Peyto’s only Viking well of 2020 was horizontal 2/12-35-55-22W5, spudded in August at the east end of the Wild River Field (figure 1), where the company is known more for its Spirit River and Cardium development. With an IPmax of 2,510 boepd (15.0 mmcf/d gas), 2/12-35 was Peyto’s best well of the year. It had the highest gas rate of any non-Montney or Spirit River well drilled in 2020, and one of the highest Viking gas rates ever recorded. While essentially no liquids from 2/12-35 have been reported in the public domain (98 bbls of condensate to date), it can be assumed that actual liquids yield, as per most area operators, is higher.
At Wild River, the Viking is within the Deep Basin pressure regime and gas-rich. Based on its licence, downhole survey and offset well logs, the 2/12-35 well is targeting the upper portion of a 15m thick coarsening-upward unit within the Viking Formation (figure 2). This unit, with log porosity (sandstone matrix) ranging from 2 to 6%, represents a prograding shoreface cycle within a highstand systems tract (Reinson et al., 1994). This unit is mappable throughout the subject area as the “Viking Sand” (figure 3), and comprises several smaller scale (1–5m) stacked coarsening upward successions, indicative of fluctuating sea levels during deposition. Southeast of 2/12-35, in parts of Sundance, the Viking was deposited as incised valley fill (figure 3). These estuarine deposits host wells that once produced at rates exceeding that of 2/12-35, and are now utilized for gas storage. Peyto’s Big Sunny gas storage unit is an example (figure 1) (Peyto, 2021).
The Viking first yielded gas at Wild River in the early 1980s. Drilling peaked in the early 2000s, but the Viking remains undeveloped in much of the area (figure 1). Wild River Viking gas has typically been produced commingled in vertical wells with zones such as the Cardium, Dunvegan, Spirit River, Bluesky and Cadomin. Notwithstand-ing a short lateral (<200m length) drilled by CNRL in 1994, Peyto drilled the first horizontal Viking well in the area in December 2017, immediately southwest of 2/12-35 at 8-34-55-22W5 (figure 1). This well came on production at 1,071 boepd (6.4 mmcf/d). Peyto’s 2/12-35 was the area’s second Viking horizontal well.

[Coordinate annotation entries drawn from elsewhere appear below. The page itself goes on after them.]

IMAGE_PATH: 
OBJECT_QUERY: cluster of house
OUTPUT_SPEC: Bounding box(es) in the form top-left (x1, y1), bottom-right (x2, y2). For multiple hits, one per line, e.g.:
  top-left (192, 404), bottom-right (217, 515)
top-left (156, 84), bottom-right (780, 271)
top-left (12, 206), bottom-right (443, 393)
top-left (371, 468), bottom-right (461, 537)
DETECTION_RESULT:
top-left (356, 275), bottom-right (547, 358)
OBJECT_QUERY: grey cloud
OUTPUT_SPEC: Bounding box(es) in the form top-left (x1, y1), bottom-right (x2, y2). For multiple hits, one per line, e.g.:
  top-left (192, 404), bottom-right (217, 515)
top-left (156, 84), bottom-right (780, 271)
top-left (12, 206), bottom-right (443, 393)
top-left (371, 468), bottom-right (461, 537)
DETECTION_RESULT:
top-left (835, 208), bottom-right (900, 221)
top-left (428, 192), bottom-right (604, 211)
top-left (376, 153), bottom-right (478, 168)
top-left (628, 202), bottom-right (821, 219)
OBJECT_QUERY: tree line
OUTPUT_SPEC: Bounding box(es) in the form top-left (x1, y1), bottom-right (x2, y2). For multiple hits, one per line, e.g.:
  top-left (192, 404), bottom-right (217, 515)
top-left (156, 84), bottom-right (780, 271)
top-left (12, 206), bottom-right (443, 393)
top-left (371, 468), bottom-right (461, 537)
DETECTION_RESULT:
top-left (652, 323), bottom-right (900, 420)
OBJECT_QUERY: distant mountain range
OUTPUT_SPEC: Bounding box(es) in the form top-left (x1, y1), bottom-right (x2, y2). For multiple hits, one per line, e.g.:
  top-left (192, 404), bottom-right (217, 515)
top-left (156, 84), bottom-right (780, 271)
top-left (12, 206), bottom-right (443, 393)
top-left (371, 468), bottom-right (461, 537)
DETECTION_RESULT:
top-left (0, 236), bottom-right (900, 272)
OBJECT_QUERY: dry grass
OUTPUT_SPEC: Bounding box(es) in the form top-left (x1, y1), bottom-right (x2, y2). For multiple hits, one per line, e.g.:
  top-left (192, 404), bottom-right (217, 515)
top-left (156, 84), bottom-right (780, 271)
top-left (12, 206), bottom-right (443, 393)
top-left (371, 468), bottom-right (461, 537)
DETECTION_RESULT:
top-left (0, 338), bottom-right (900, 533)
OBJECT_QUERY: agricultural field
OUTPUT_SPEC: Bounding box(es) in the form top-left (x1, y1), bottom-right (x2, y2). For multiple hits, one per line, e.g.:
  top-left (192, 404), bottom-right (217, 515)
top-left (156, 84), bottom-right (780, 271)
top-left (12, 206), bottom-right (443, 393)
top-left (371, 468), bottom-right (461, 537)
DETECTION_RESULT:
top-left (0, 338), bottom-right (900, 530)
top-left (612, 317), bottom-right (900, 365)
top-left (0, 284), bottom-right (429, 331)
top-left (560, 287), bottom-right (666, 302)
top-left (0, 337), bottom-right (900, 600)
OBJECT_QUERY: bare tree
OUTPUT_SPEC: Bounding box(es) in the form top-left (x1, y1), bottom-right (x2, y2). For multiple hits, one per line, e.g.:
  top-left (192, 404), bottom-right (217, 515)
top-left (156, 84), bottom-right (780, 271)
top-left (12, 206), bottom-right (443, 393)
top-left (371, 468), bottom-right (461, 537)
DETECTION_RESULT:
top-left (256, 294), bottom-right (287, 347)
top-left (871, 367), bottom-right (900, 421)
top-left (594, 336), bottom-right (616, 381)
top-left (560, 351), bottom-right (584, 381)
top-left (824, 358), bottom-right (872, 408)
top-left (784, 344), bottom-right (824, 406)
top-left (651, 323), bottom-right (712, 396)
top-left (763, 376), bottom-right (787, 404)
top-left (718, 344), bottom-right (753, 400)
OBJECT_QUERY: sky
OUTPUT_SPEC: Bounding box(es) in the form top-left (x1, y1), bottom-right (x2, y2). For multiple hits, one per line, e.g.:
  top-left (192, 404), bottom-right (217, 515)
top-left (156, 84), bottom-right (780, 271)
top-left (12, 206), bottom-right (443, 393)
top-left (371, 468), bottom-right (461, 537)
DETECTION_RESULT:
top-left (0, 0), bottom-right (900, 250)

There are no obvious differences in Viking log properties from available wells that would explain 2/12-35 coming on at a rate over twice as high as that of 8-34 (figures 3 and 4). Both wells are located on the edge of a Leduc reef structure (figure 1), where structural drape features and differential compaction can enhance porosity and permeability. However, one may expect both wells to be affected similarly.
Some notable completions differences between the two wells are shown in table 1. The 2/12-35 well used a markedly higher intensity completion based on the number of stages and volume of fluid used. Because the 2/12-35 well is on confidential status until August 2021, other data such as the amount of proppant used are currently unavailable.
Peyto’s SECOND highest IPmax of 2020 (1,577 boepd, or 9.5 mmcf/d) is from a well targeting a Notikewin channel at 2/4-1-56-22W5, directly northeast of the 2/12-35 well (figures 1 and 3). Well logs indicate that this channel lies just below the base of the Viking sandstone targeted by 2/12-35, separated by a thin Joli Fou shale interval (figure 3). While geo-steering technology would have ensured that the 2/12-35 trajectory stayed within the Viking, a hydraulic frac extending downward more than 15 or 20m may have been able to access Notikewin reservoir. This could have been further enabled by any enhanced permeability brought on by the effect of drape over the aforementioned Leduc reef.
Peyto’s Wild River Viking well at 2/12-35-55-22W5 had one of 2020’s highest initial gas rates, and represents a new horizontal target for the area.
FracFocus Chemical Disclosure Registry, 2021. Accessed February 2021. http://fracfocusdata.org/DisclosureSearch/Search.aspx
Peyto Exploration and Development, 2021. Corporate Presentation January 2021. Accessed February 2021. http://www.peyto.com/Files/Presentations/2021/2021Jan8CorpPres.pdf
Reinson, G.E., Warters, W.J., Cox, J. and Price, P.R. 1994. Cretaceous Viking Formation of the Western Canada Sedimentary Basin. Chapter 21. In: Geological Atlas of the Western Canada Sedimentary Basin. G.D. Mossop and I. Shetsen (eds.). Canadian Society of Petroleum Geologists and Alberta Research Council, p. 353–363.